Tuesday, March 17, 2009

The delicious pomelo

If you don't live in South East Asia like me, then you may have very likely missed one of the most delicious fruits available on trees. It's called the pomela and the first time I saw one in Israel, I thought it was a slightly greenish grapefruit on steriods; a genetically engineering fruit gone amok. Of course, never one to be deterred by chemicals in food, I bought one and took it home.

Once I got it home I left it on the counter for about two weeks and I just looked at it. It seemed like such a freak of nature that I was fixated. It might as well have been a piece of art rather than food.

Finally a friend of my dropped by for some unrelated reason and I asked her what I should do with my pomela. "Well, you could eat it," she said. Yes, yes, I knew that, but the real question was "how".
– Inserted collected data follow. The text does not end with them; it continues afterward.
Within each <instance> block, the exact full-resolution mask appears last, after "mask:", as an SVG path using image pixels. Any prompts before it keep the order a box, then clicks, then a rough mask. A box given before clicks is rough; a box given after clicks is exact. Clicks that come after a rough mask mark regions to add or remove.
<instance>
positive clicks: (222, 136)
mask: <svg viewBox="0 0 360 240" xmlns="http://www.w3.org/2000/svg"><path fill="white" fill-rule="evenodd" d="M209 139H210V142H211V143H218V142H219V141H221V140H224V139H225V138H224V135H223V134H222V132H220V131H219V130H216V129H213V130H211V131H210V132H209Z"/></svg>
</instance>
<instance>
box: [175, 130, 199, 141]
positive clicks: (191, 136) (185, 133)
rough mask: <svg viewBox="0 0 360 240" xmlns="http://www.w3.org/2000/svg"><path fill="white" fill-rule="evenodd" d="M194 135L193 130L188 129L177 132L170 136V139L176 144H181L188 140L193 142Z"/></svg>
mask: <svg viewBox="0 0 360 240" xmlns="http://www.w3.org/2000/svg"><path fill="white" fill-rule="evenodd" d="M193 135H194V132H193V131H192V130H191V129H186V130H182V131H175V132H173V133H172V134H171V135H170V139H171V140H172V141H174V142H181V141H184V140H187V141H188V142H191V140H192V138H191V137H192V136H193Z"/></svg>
I think she was surprised by my lack of fruit expertise, but she asked for a knife and made one big cut through the circumference of the pomela. The she turned it about 90 degrees and cut the circumference from that direction as well. Now I had this big grapefruit thing with a north-east slice and an east-west slice.
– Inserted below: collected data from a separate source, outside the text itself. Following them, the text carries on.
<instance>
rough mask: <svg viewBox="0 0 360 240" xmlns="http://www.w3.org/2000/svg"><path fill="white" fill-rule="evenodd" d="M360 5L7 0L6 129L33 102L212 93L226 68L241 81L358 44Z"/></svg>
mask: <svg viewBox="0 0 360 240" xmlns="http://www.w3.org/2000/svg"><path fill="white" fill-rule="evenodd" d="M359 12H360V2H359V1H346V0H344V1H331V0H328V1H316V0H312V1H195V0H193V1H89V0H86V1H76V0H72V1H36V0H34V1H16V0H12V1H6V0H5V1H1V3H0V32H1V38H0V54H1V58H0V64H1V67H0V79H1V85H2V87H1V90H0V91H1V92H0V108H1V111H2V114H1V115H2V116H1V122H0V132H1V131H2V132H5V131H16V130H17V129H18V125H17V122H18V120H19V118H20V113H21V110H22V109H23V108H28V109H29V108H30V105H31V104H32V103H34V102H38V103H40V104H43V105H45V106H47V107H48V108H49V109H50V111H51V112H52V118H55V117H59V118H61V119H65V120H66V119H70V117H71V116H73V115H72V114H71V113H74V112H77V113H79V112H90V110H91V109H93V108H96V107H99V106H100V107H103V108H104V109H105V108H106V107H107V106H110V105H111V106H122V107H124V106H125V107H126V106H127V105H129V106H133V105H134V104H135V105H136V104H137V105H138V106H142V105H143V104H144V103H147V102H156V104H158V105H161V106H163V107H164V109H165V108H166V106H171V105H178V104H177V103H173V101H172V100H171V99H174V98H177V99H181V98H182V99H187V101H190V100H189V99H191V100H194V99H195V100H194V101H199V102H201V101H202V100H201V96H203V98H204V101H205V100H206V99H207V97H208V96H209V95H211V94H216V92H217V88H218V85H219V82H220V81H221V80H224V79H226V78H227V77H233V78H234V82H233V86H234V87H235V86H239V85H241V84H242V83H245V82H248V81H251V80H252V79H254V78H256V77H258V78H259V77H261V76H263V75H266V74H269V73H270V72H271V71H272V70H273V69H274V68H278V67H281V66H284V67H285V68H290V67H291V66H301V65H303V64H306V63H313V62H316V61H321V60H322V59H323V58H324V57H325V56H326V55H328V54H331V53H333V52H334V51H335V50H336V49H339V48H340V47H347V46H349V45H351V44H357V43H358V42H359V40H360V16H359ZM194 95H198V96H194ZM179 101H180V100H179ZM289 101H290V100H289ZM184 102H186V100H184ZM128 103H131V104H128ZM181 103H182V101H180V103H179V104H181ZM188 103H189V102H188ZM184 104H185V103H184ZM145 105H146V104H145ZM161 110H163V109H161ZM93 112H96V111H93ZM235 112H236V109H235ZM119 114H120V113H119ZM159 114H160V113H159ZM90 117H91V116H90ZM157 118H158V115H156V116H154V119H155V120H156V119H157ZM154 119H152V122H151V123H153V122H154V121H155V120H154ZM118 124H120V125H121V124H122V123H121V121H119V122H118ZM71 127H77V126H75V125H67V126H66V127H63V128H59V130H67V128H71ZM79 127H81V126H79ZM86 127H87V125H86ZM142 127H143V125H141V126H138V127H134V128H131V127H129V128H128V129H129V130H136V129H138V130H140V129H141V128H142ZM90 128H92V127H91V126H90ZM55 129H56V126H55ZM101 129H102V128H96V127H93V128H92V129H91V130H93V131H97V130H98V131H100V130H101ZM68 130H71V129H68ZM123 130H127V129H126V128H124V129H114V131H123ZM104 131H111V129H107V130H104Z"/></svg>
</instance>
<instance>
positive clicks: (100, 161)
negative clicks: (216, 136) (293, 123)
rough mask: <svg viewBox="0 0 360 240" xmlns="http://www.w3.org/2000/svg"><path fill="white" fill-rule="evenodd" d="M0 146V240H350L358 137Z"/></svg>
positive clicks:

When she peeled back the skin it was thick and foamy. I mean about an inch and a half thick, maybe two inches.

Now I know that you have to get all the layers of skin off before you can proceed to eat the pomela. It's sort of like removing the epidermis, the dermis and the sub-dermis, and it takes about as long.

When you reach the sub-dermis filmy membrane you have to slowly peel it away from each and every wedge. When I was a kid, we used to call the wedges of oranges, "boats". NO, I don't remember why, but we did.Of course, with an orange, you eat that filmy membrane layer covering the actual citrus flesh. With a pomela, you do not.
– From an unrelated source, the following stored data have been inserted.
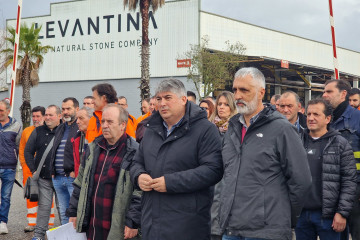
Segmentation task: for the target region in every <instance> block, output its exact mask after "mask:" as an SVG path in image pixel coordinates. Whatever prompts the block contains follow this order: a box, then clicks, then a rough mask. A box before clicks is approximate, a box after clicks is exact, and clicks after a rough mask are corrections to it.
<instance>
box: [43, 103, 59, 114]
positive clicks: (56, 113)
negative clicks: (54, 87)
mask: <svg viewBox="0 0 360 240" xmlns="http://www.w3.org/2000/svg"><path fill="white" fill-rule="evenodd" d="M52 107H53V108H55V110H56V114H61V109H60V107H59V106H56V105H54V104H50V105H49V106H48V107H47V108H46V109H49V108H52Z"/></svg>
The trick is to remove the entire boat wedge in tact. I rarely succeed at this but I don't care because either way, I just want to get to the fruit inside. It tastes like a happy grapefruit; it doesn't have that little edge of bitterness commonly associated with grapefruits which explains my need to eat grapefruit with honey.

A few years ago there was some medical breakthrough news that mentioned the cancer-fighting attributes of pomelas. But when I googled it just now, I couldn't find it so who knows if it is true or not. It doesn't really matter to me. It would just be an added benefit.

What does matter to me is that according to Wikipedia www.en.wikipedia.org/wiki/Pomelo it is the largest type of citrus fruit available and somewhere out there, someone has managed to grow one the size of a basketball. Now that is something I want to see.

If it is you and you are reading this now, send me a photo with something else in it for comparison's sake and I will post it on my blog.